Within hours of leaving Saudi Arabia after his first official foreign visit as President of the United States, Trump made clear America has no intention of helping the Kingdom achieve its all-consuming goal of balancing the global crude oil market. In fact, by announcing his plan to boost government revenue by selling half of the U.S. Strategic Petroleum Reserve, Trump has signaled an intention to actively work against that goal. And Canada could get caught in the middle.
Since the fall of 2014, the worldwide oil market has been effectively locked in a power struggle between U.S. shale producers – rising in both output and clout – and the Organization of Petroleum Exporting Countries, which has seen its authority fall in recent years despite still controlling some 40 per cent of the world’s oil supply. Initially, the cartel attempted to flood the market in hopes of driving prices low enough to the point where OPEC’s new American rivals would be forced into bankruptcy.
When that strategy failed even with prices falling below US$30 per barrel at the start of last year, OPEC did a complete about-face and cut production in hopes of boosting prices and draining the massive global oversupply the cartel itself was largely responsible for creating. Last week, the energy ministers of Saudi Arabia and Russia – not an OPEC member but nearly tied with the Saudis for largest producer on the planet – jointly agreed to do whatever it takes to bring commercial oil inventories down to their five-year average levels.
The latest OPEC strategy, which some have suggested is in no small way related to plans for a public market debut of Saudi Aramco, is at least partially pinned on the cartel hoping the Americans would not make the oversupply problem even worse than they arguably have already.
Crude oil stockpiles across the developed world are currently about 300 million barrels above the five-year average, according to the latest inventory data from the Organization for Economic Co-operation and Development. To compare, the total U.S. Strategic Petroleum Reserve currently has nearly 688 million barrels of crude stashed in dozens of massive underground salt caverns spread across Texas and Louisiana, making it the largest such reserve on the planet.
Selling half its contents would equate to 344 million barrels of crude. While the plan would be to sell that volume over a decade, it nonetheless represents more than the current total planet-wide glut and that is sending more than a few commodity traders to the “sell” side of the market. Even though Trump’s proposal faces seemingly insurmountable hurdles before it can be implemented as policy – not the least of which being that the American law requiring the SPR to have a minimum of 450 million barrels would have to be changed – the timing of the proposal itself could not come at a more uncomfortable time for OPEC members.

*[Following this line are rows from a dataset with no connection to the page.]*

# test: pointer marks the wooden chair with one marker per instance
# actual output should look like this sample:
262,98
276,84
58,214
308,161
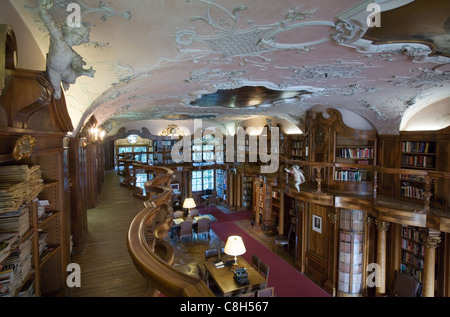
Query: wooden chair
209,253
282,239
202,274
265,292
178,214
264,270
255,261
202,227
186,229
193,213
405,285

As the cartel prepares to discuss the possibility of extending their supply cuts during meetings in Vienna this week, many could now rightly wonder whether a cut to their own output remains worth a corresponding short-term loss of revenue when it now appears as though clearing all the excess crude from global stockpiles could now take longer than previously expected. If OPEC does end up agreeing to extend its own cuts, the increased likelihood of a major infusion from the U.S. SPR into the market will at a minimum temper expectations of prices rising as a result.
There is an opportunity for Canada there, albeit a small one. The entire reason the U.S. SPR exists is to hedge against the risk of losing access to imports similar to what occurred during the Arab Oil Embargo of the late 1970s. Most of the crude in the SPR is the lighter, sweeter variety, which is similar to American imports from OPEC but also to the growing American output of shale oil. American refineries, however, are mostly designed to process heavier types of crude such as the output from the oil sands of northern Alberta.
That means if the U.S. does end up flooding the light oil market with SPR reserves, American refineries will still need just as much heavy crude which would support higher prices for Western Canada Select; the most common blend of heavy Canadian oil sands crude.
However, Canadian crude oil production is what industry insiders call the “marginal barrel” since it is among the most expensive oil in the world to extract despite fetching among the lowest prices. In large part for that reason, WCS always trades at a discount to the North American benchmark price of West Texas Intermediate, which absolutely would fall if doubling the global supply glut was seen as possible.
Canada is already an unwitting participant in the OPEC-led output cuts. Now this country’s energy sector must contemplate getting burned with even lower prices for the production it has left because Donald Trump just laid down his cards.